Be selective. You don’t have to write down every single thing you do during the day, only those tasks that bring you closer to your goal. “What you choose to write down depends on what you value,” says Choi. If your goal is to write a book, your done list would include all of the writing and research progress you made during the day, but wouldn’t include bookkeeping tasks, calling your child’s teacher or cleaning out your desk as those things aren’t moving you any closer to your goal.

Write down what you get done as soon as you do it. Progress is a powerful tool to the brain. Simply writing down a few small accomplishments can motivate you to do more.

Ask questions that cause you to reflect. Asking questions is a great way to help you focus your done list. Some questions include: What progress did I make on (x project) today? What impacted my progress? How can I turn negatives (for example, interruptions) into progress tomorrow? What did I learn today that I can use to further (x project)?
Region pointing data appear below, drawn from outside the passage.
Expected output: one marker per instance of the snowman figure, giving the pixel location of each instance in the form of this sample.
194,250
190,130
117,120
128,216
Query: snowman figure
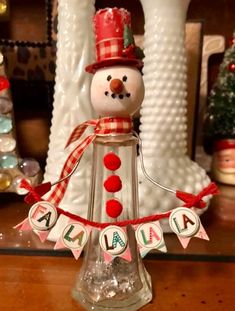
112,275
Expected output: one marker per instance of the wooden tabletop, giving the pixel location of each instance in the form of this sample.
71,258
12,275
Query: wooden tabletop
36,283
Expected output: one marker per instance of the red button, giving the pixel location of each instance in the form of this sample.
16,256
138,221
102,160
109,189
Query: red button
112,161
113,208
4,83
113,183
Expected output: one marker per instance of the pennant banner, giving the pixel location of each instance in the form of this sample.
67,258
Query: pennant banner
74,236
149,236
113,239
186,224
114,242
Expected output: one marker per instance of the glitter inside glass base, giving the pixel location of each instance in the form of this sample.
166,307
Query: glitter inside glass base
118,285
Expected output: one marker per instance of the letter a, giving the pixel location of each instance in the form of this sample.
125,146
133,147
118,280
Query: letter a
46,217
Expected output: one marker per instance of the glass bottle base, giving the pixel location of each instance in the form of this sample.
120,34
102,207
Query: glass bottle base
133,303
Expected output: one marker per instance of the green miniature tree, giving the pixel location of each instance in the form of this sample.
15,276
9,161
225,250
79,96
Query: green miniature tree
220,119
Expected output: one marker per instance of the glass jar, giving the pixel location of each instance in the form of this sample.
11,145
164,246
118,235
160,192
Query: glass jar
118,284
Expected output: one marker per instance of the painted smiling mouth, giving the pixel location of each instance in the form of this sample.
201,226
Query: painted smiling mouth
121,96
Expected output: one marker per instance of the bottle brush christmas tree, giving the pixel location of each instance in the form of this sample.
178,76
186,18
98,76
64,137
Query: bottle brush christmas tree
220,121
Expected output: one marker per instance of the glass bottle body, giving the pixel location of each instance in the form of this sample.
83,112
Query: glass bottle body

Use a done list to complement your to-do list. Choi doesn’t advocate replacing the to-do list with a done list, but using each to complement the other. “You get the forward-looking planning stuff of the to-do list and then you also get your progress report with the done list,” she says. iDoneThis’ e-book also contains tips for making the to-do list more effective including splitting tasks up into smaller steps so they’re easier to get through, assigning due dates or times so tasks don’t spill over into the next day or week, and considering what will distract you from the items on your list before writing them down. Making a lengthy to-do list on a day when you have a full schedule of back-to-back meetings means the list will only be a source of anxiety as you continually glance at a long list of things yet to be accomplished. Selecting the top two or three priorities can help your day seem more manageable and focused.